M. Kervegant, M. Glaizal, L. Tichadou, M. Hayek-Lanthois, L. de Haro La Presse Médicale, 2012, vol.41, n°2, pp.203-204
Le saturnisme chez les adultes est le plus souvent en lien avec une exposition professionnelle au plomb. Il existe cependant d’autres sources possibles de contamination telles que les expositions à la vaisselle libérant du plomb dans les aliments, le matériel de pêche ou de chasse, l’activité de tir, la poterie mais aussi certaines médecines traditionnelles chinoises ou indiennes de type ayurvédique.

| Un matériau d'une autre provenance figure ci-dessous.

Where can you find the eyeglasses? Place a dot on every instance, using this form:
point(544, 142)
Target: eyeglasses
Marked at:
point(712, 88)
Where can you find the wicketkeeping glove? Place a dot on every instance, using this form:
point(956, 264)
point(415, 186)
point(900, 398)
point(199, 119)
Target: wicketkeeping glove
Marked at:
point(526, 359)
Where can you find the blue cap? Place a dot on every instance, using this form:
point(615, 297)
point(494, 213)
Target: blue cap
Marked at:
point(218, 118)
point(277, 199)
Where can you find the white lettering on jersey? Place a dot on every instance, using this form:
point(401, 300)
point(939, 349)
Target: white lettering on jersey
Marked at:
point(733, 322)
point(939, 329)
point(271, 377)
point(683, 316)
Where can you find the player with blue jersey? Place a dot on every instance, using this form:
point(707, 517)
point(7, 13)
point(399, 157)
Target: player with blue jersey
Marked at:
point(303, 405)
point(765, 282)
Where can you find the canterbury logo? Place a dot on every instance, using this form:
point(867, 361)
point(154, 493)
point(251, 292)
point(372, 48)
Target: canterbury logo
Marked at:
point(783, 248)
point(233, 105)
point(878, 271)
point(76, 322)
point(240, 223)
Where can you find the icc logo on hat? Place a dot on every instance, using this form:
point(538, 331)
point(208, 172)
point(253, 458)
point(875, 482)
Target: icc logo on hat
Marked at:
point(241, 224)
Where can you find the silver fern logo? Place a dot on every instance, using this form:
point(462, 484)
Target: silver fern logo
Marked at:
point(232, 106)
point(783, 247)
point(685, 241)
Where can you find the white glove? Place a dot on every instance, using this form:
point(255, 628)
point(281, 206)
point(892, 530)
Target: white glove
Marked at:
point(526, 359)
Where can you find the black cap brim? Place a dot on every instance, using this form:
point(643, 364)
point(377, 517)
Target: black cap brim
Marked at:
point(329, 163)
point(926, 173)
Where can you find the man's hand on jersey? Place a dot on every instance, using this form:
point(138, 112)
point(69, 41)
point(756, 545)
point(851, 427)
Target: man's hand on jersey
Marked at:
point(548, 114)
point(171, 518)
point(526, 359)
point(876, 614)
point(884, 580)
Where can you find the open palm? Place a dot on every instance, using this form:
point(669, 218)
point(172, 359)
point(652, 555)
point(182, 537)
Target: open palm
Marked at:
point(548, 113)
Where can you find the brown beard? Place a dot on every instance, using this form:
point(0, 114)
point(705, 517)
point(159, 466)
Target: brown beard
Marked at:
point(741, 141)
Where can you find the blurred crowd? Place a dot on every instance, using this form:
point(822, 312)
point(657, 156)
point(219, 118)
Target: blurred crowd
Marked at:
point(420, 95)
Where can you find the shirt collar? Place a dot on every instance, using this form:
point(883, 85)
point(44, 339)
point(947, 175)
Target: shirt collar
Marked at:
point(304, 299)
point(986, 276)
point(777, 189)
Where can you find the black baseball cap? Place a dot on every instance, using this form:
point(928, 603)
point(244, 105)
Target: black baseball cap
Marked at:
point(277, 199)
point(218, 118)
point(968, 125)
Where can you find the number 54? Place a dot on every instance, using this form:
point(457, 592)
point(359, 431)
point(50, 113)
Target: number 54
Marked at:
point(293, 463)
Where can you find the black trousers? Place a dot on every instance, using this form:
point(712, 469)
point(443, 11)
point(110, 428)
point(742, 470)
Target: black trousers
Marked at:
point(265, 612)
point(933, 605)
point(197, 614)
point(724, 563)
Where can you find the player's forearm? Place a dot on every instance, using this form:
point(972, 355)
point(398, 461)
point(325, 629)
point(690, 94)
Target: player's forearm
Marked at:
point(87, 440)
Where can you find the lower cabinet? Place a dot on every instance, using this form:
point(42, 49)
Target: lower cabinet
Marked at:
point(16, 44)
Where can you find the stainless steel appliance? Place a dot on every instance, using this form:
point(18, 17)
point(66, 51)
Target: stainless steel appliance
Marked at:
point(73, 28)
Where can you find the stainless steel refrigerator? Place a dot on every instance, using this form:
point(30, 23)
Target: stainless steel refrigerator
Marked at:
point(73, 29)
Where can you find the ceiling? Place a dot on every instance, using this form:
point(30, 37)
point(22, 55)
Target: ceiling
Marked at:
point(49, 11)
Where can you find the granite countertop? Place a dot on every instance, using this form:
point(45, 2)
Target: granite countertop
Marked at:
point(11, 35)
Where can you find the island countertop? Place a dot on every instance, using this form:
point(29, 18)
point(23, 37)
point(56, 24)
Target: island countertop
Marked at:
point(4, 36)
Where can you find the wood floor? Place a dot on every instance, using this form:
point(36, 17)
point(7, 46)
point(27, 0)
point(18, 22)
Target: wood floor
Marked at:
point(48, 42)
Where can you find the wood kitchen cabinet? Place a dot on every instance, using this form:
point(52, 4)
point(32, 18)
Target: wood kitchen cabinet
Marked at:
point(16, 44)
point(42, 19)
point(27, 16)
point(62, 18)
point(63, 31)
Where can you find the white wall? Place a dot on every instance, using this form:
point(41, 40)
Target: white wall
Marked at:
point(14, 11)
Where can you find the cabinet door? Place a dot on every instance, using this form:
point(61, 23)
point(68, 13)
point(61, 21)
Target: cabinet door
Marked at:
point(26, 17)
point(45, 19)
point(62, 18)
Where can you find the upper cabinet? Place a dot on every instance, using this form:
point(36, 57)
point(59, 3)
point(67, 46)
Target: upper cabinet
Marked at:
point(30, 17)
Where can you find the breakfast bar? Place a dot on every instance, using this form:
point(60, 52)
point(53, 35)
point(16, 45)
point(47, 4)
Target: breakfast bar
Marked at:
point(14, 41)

Il est rapporté ici l’observation d’une femme de 39 ans sans antécédent particulier qui a été exposée 20 ans plus tôt à de l’acétate de plomb pour réaliser des analyses de vin.
Une analyse demandée par un médecin du travail 20 ans plus tard a montré une concentration sanguine de 240 µgPb/l en 2009 puis de 280 µgPb/l en 2011 sans retrouver d’exposition professionnelle au plomb. Des plombémies croissantes sur un suivi de 3 ans ont interpellé le médecin qui a prospecté dans l’environnement et qui a émis l’hypothèse d’une imprégnation au plomb par un usage à long terme de khôl. En effet, cette femme se maquille quotidiennement les yeux avec cette poudre noire, depuis l’âge de 20 ans, khôl acheté généralement au Maroc mais plus récemment dans une boutique de Marseille. Pour confirmer cette hypothèse, le khôl utilisé a été analysé par spectrométrie d’absorption atomique. Ce produit contenait plus 80% de plomb ainsi que des traces d’arsenic et de mercure.
Ces substances cosmétiques étant interdites en France, cette source de contamination est généralement méconnue du corps médical français.